BMW’s bread and butter needs no introduction – the 3 Series has been around since 1975 and has been viewed as a benchmark for sport sedans ever since.
South African roads are no stranger to this model, either.
So much so that if you have a look around the next time you are driving you will easily find one changing lanes in front of you – possibly without its indicator on.
I am proud to admit that I am one of those BMW 3 Series drivers, although I always signal when I turn.
It is an exceptional car, whether it’s fully loaded for a long trip with family and friends, or when it’s only you and your 2-tonne baby on an empty road.
My 2012 BMW 320D with sport package and 115,000km on the clock is no exception.
My car is fitted with a 2-litre turbo diesel engine and an 8-speed Steptronic gearbox, delivering 135kW at 4,000rpm and 380Nm at 1750-2750rpm – pushing the 320D from 0-100km/h in a claimed 7.5 seconds.
When it comes to power figures, I have determined through informal testing that in order to reach the fabled 7.5 seconds you would need a wind tunnel, perfect liquid levels, and a driver with a bit less around the waist.
The 320D is not slow by any means, though, and is able to beat most cars on the road in a robot drag race.
The automatic gearbox is nothing to complain about, either.
It offers quick and smooth gear changes, and has never given any problems since I took ownership of the car in September 2015.
Thanks to the gift of 50:50 weight distribution, my rear-wheel drive 320D stays planted firmly on the tarmac when going around corners, too.
There is minimal body roll, virtually no understeer, and plenty of oversteer if you control the throttle just right.
The four different drive settings will add to your experience as they are catered to whatever you want to do, and everything in between.
On one side of the drive mode selector there is eco-pro mode (read: boring). This decreases throttle response and relaxes the suspension and handling to increase fuel efficiency and comfortability on long roads.
On the other side there is Sport+. This causes the 3 Series to act jittery and agitated – it turns off select safety precautions, maxes out throttle and steering response, stiffens the suspension, and puts the car in manual mode – becoming the version BMW intended it to be.
We’ve been been through a lot this car and I – from getting beached on a cabbage farm and having to go for a chassis wash to get all the dirt and manure out, to following a fully kitted Hilux up a 4×4 trail to reach a birthday party in the mountains – and it has not let me down.

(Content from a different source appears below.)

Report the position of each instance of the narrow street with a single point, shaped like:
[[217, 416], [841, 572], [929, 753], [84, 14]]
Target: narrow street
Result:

Despite this, I have not experienced any major problems and routine services along with brake pad and tyre replacements are the only costs to date.
The latter are not cheap, and assuming you’re like me and do not want to put cheap products on an expensive car, brakes and tyres all round cost R12,000 and R10,000 respectively.
On the inside, the leather seats still look great with minimal signs of wear – only showing evidence where the driver repeatedly enters and exits the car.
All panels and parts are still where they need to be with no sagging or creaking, and there is not a single button that doesn’t do what it is supposed to.
Unfortunately, there is no perfect car and if I must say something bad about my beloved 320D it will be this.
The material used on the inside door handles is not the best quality.
I am not sure what it is, but it was not made to withstand the South African sun as it flakes and smudges on hot days.
This caused the handle to become sticky and worn down on the driver’s door. There is a photo at the end of this review which shows you what I mean.
The infotainment system is a bit lackluster by today’s standards, too, and it only offers Bluetooth connectivity for calls – and not any form of entertainment.
After eight years my F30 3 Series is, in my mind, still a very good looking car.
It has stylish lines flowing from the nose, over the sides, all the way to the rear haunches giving it a sporty look – and if you have the optional sport package you will enjoy upgraded alloy rims and interior trim along with a key fob that matches.
It’s not a large car and is nimble around town, fits in most parking spaces, and you will not scrape driveways or bumps if you go over them at a responsible speed.
However, the ride height is quite low and, as a 1.97m-tall driver, I have difficulty entering and exiting the car.
The interior is spacious, however.
With the way that my driver seat is set up I’m not even all the way back on the railing, there is plenty of head space – even for me – and I’m not touching shoulders with my front passenger.
Storage space in the cabin is slightly limited, and your best bet for storing anything bigger than a wallet would be the glove compartment.
Luckily, the boot is spacious – 480 litres – and there have only been a few instances where that wasn’t enough.
Fuel consumption on the diesel engine is also surprisingly pleasant, standing at a lifetime average fuel consumption of around 6.7l/100km – with periodic spirited driving sessions part of the calculation.
In conclusion, it’s been an absolute pleasure owning a 3 Series and it definitely won’t be my last.